La décision de la communauté internationale de soutenir la Libye à travers la création d’un fonds de stabilisation vient à point nommé. Surtout que le fonds appuyé par le Programme des Nations unies pour le développement (PNUD) a pour but de soutenir le nouveau gouvernement d’union nationale dans la mise en œuvre de ses priorités, notamment la réhabilitation des infrastructures et l’amélioration des prestations de base.
L’engouement suscité par le fonds de stabilisation est remarquable. C’est ainsi que l’Allemagne a promis dix millions d’euros pour une période de deux ans. Les Etats-Unis accordent deux millions de dollars pour la première année, l’Italie deux millions d’euros, le Royaume-Uni un million de dollars, le Qatar deux millions de dollars, la Norvège un million de dollars, la Suisse 250.000 dollars. L’Union européenne, la République de Corée, le Canada, la Russie et les Pays-Bas ont promis d’apporter un appui total à la Libye. Si ce soutien matériel et financier participe de la reconstruction de la Libye, il y a lieu de reconnaître qu’il ne saurait suffire pour sortir la Libye du chaos.
La reconstruction physique et matérielle est capitale parce qu’elle permet de résoudre des problèmes concrets notamment la réhabilitation des hôpitaux, des installations d’eau, des réseaux électriques, des postes de police. Elle ne saurait cependant remplacer la reconstruction morale à savoir la réconciliation nationale. Aussi curieux que cela puisse paraître, pendant que la communauté internationale est fermement penchée au chevet de la Libye pour l’aider à se relever et faire face à la menace terroriste, incarnée par l’Etat islamique(EI), les Libyens eux-mêmes ne semblent pas s’en émouvoir outre mesure. La preuve en est que le gouvernement d’union nationale pourtant issu d’un accord signé en décembre 2015 continue d’élire domicile dans une base navale à Tripoli depuis l’arrivée de ses membres à Tripoli le 30 mars dernier. Il n’est pas superflu de noter que le Premier ministre, Fayez al-Sarraj et les membres de son gouvernement ont été froidement accueillis par les membres du parlement et du gouvernement hostiles de Tripoli ainsi que des milices réfractaires. L’opposition des anciennes autorités de Tripoli au gouvernement d’union nationale était d’autant plus angoissante qu’elles contrôlaient la capitale depuis 2014 après en avoir chassé le parlement et le gouvernement naguère reconnus par la communauté internationale qui s’étaient résolus de prendre leurs quartiers à Tobrouk à l’est du pays. Heureusement pour le gouvernement d’union nationale, les anciennes autorités de Tripoli sont revenues à de meilleurs sentiments puisqu’elles ont accepté de s’effacer pour éviter que la Libye continue de s’embourber dans la crise. Il reste maintenant que les institutions de Tobrouk accordent leur confiance au gouvernement d’union nationale. A priori, rien ne dit que le vote de confiance du parlement de Tobrouk au nouvel exécutif libyen, ce 18 avril, est acquis. Cependant, on peut croire que sur la base de la logique utilisée par les anciennes autorités de Tripoli, ce parlement peut accorder sa confiance aux nouvelles autorités et s’effacer pour permettre au gouvernement d’union nationale de continuer sa mission.
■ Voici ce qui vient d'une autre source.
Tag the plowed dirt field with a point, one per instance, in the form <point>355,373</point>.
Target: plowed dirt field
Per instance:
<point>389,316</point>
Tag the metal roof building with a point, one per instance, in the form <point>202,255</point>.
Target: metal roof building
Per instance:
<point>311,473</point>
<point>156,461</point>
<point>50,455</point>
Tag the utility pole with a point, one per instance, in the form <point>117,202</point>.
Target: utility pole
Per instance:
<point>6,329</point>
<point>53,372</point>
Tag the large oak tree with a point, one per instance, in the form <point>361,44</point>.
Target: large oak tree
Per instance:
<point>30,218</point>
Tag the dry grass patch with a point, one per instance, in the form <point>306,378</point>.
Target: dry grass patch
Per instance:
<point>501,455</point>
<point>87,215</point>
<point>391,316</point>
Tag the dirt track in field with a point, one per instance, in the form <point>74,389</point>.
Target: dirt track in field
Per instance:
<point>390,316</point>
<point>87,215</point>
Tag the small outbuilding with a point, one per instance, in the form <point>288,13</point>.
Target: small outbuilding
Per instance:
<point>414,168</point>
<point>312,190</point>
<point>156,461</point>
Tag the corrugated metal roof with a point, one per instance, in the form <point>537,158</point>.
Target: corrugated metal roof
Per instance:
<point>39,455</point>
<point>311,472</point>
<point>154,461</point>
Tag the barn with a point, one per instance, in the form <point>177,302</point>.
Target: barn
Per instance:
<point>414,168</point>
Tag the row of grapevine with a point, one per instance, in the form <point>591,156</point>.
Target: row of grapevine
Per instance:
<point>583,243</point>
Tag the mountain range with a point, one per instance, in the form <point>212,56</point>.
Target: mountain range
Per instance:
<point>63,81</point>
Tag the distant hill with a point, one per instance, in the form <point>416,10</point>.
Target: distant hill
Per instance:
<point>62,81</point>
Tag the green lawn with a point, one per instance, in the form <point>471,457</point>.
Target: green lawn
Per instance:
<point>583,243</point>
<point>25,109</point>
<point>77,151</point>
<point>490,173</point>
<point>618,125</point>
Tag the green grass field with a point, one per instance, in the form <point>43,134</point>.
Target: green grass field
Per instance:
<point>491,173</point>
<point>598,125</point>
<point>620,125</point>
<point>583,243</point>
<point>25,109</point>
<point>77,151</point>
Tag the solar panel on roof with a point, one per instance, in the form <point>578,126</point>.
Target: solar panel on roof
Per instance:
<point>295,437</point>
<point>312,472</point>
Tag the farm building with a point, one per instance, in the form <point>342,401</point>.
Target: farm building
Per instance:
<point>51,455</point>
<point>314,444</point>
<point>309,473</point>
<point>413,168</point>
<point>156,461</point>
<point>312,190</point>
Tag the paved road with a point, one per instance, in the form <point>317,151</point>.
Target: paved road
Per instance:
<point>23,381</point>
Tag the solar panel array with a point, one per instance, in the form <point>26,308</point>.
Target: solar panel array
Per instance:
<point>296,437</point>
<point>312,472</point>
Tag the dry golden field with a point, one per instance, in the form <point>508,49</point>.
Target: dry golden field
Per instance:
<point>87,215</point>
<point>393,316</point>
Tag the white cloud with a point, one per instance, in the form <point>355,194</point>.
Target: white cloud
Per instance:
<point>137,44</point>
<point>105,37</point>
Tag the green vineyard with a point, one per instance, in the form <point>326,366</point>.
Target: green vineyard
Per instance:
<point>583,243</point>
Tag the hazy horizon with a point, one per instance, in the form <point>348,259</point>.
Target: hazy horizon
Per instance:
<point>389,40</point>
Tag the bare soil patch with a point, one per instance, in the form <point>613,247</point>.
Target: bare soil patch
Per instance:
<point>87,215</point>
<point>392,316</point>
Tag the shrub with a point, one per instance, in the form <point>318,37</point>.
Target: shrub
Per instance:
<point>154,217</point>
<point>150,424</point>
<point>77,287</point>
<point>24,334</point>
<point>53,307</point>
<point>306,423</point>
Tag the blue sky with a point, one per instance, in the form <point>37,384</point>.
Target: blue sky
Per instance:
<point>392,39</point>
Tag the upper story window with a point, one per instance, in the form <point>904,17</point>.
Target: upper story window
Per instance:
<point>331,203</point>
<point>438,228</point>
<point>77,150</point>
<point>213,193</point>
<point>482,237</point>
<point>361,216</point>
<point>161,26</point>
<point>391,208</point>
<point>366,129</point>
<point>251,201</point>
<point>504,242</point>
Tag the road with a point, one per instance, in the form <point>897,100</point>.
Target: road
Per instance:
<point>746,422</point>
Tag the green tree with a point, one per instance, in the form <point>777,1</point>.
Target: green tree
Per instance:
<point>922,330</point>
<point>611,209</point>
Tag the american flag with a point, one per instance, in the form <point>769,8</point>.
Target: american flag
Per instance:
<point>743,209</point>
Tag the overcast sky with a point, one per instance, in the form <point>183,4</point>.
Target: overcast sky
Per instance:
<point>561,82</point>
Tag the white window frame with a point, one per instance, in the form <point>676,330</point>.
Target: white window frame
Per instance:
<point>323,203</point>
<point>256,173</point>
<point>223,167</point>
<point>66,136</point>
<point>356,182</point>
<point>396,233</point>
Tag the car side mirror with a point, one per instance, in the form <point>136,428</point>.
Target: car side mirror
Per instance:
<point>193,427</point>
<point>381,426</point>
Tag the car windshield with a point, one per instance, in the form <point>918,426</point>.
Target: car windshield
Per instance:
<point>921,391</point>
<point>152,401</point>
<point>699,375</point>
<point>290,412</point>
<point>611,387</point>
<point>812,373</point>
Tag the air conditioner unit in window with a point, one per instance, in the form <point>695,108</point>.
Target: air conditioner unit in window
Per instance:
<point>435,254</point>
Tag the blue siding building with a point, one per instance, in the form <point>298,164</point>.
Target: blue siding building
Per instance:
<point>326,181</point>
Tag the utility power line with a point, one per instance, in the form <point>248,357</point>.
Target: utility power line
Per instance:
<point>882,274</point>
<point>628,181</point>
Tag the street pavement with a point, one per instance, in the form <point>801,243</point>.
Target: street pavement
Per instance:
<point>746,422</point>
Tiraillée entre les milices rivales depuis la chute de l’ancien guide libyen, Mouammar Kadhafi, en 2011, la Libye n’a jamais véritablement connu la paix. Ni le Conseil national de transition, ni le Congrès général national n’ont pu stabiliser le pays. Encore moins les bandes armées souvent promptes à s’accaparer des ressources pétrolières. Le défi qui interpelle le gouvernement de Fayez al Sarraj est donc immense. Il s’agit de réconcilier les Libyens et reconstruire le pays pour sortir du chaos.